Daily Archives: February 9, 2012

The for macro in Clojure

Although, strictly speaking, Clojure doesn’t have a ‘for’ loop in the sense of imperative languages like Java and C#, it does have a ‘for’ macro which provides, if anything, more functionality than the traditional ‘for’ loop. We’ll look at a few examples here.
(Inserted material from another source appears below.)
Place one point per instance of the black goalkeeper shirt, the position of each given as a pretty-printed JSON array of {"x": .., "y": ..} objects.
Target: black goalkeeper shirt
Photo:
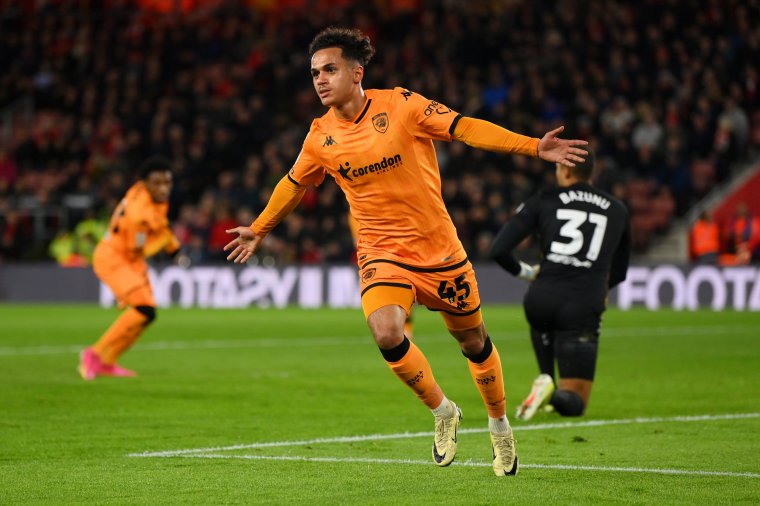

The easiest way to get a feel for what for does is to look at a very simple example:

```(defn squares-list [n]
(for [i (range 1 (inc n))]
(* i i)))
```

The first argument to for is a vector. Entries in the vector come in pairs. The first element in each pair is a symbol, and the second element is a list. for will bind the symbol to each element in the list in turn, and then execute the body of the for, which is the second argument to the for statement, and in the example given, is (* i i). In this example, then, the symbol i is bound to each number from 1 to n in turn, and for each such i, its square is calculated. The for returns a list of all the results it calculates, so in this case, we would get a list containing the squares of all the numbers from 1 to n.

```=>(squares-list 5)
(1 4 9 16 25)
```

Nested for loops in imperative languages are easy to implement in Clojure as well. For example

```(defn sum-of-squares [n]
(for [x (range 1 (inc n))
y (range (inc x) (inc n))]
(+ (* x x) (* y y))))
```

The first pair in the vector lets x range over values from 1 to n. For each value of x, y then ranges over values from x+1 to n. The body of the for then calculates x^2 + y^2, and the final result is a list of all such values. For example

```=> (sum-of-squares 5)
(5 10 17 26 13 20 29 25 34 41)
```

The elements in the result are 1*1+2*2, 1*1+3*3, 1*1+4*4, 1*1+5*5, 2*2+3*3 and so on.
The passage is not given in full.